The interannual variability of Antarctic sea ice is considered to be mainly driven by tropospheric and oceanic processes. However, the stratosphere also constitutes a possible source of sea ice variability. The stratospheric variability in the southern high latitudes is dominated by the stratospheric polar vortex (SPV), an extremely cold air mass confined to the pole by strong westerly winds. The SPV is characterized by a large seasonal cycle, peaking in austral winter and breaking down in late spring (with the so-called stratospheric final warming, SFW), but also by interannual variations. While there is robust evidence of a downward impact of the polar stratospheric variability on the Northern Hemisphere surface climate, including sea ice, whether a similar link is present in the Southern Hemisphere is still unsettled.

Here, we perform a multi-model assessment of the impact of the dynamical state of the SPV on Antarctic surface climate and sea ice by applying the same experimental protocol to three state-of-the-art general circulation models (GCMs): EC-EARTH, CMCC-ESM and CanESM. The three GCMs have similar ocean and sea ice components but different atmosphere.
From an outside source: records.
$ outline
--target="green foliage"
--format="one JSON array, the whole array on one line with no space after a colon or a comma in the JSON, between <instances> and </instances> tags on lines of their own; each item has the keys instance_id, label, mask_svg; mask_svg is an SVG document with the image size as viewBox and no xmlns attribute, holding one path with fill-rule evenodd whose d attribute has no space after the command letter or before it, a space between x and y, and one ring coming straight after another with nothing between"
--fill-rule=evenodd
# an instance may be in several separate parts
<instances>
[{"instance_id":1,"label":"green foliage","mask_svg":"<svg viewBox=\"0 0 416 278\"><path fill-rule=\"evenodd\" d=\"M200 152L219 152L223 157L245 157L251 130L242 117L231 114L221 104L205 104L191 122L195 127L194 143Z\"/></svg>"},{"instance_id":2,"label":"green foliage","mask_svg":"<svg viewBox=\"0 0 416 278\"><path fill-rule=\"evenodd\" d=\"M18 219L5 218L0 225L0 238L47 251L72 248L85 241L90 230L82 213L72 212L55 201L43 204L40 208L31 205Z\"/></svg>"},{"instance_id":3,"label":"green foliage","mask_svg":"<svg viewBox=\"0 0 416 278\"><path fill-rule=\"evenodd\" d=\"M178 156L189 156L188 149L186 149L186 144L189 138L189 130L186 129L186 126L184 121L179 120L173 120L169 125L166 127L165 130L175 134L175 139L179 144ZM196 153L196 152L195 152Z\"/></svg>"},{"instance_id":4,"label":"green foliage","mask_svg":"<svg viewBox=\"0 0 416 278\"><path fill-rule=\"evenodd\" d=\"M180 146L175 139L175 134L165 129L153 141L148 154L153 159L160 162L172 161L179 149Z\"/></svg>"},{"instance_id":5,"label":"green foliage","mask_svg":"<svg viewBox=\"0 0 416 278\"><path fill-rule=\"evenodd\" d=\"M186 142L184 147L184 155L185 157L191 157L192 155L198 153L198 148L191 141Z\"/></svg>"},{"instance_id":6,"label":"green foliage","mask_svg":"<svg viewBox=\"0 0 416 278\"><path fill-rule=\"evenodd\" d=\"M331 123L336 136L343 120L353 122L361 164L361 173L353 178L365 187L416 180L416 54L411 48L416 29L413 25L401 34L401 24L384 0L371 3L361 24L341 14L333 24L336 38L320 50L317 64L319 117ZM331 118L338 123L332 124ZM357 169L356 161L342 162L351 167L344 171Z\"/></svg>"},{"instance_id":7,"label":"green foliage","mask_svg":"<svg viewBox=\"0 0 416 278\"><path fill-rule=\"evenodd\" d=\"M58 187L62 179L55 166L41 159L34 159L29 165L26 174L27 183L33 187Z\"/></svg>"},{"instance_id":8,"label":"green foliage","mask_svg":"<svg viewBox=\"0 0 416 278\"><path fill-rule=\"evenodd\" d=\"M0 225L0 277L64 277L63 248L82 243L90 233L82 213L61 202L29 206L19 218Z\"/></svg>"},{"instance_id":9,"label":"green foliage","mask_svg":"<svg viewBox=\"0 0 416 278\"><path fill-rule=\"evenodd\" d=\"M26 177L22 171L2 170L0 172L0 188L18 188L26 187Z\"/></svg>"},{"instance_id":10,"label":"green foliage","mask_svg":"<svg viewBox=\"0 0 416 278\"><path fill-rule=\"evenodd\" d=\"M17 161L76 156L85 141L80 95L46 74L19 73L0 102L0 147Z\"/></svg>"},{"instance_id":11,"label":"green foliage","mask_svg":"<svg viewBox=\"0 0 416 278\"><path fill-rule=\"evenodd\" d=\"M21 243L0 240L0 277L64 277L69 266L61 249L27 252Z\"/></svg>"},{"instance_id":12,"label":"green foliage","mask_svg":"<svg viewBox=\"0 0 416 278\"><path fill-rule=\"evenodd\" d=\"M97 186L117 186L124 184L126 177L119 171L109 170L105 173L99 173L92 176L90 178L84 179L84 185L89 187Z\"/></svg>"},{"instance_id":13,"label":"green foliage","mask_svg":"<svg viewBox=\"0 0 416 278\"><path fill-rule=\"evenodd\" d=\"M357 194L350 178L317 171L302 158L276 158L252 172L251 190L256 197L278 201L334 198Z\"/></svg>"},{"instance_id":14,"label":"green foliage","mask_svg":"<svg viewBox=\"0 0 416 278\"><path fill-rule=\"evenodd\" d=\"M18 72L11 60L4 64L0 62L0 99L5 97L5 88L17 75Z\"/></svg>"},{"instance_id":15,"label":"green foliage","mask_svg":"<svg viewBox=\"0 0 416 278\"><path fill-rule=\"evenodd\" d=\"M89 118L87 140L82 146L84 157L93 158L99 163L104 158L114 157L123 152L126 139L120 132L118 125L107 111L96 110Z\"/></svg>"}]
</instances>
First, we examine 200-year control experiments and compare them to observations. To assess the impact of the SPV state on the surface and sea ice, we build composites of “strong” and “weak” SPV years based on the late-winter stratospheric conditions. We then compare the anomalous patterns of sea ice concentration during the following spring, as well as anomalies of atmospheric fields such as sea-level pressure and surface temperature. To detect the possible downward stratosphere-troposphere coupling, we also compute the temporal evolution of vertical profiles of zonal-mean zonal wind and temperature. A similar analysis is also carried out using composites based on the timing of the SFW (“early” versus “late”).

To further isolate the potential role of the polar stratosphere in driving Antarctic surface climate, we run an additional set of sensitivity experiments with suppressed stratospheric variability. For each model, we build 200-member ensembles of 1-year long runs initialized from the control experiment, with the polar stratosphere nudged to the models' climatology, while the troposphere and the extra-polar stratosphere evolve freely. We then compare the variability of Antarctic sea ice and surface climate in these sensitivity experiments to that of the control run and investigate changes in the suggested mechanisms for the stratospheric downward influence.

How to cite: Mezzina, B., Palmeiro, F. M., and Goosse, H.: Impact of stratospheric polar vortex variability on Antarctic surface climate and sea ice, EGU General Assembly 2024, Vienna, Austria, 14–19 Apr 2024, EGU24-450, https://doi.org/10.5194/egusphere-egu24-450, 2024.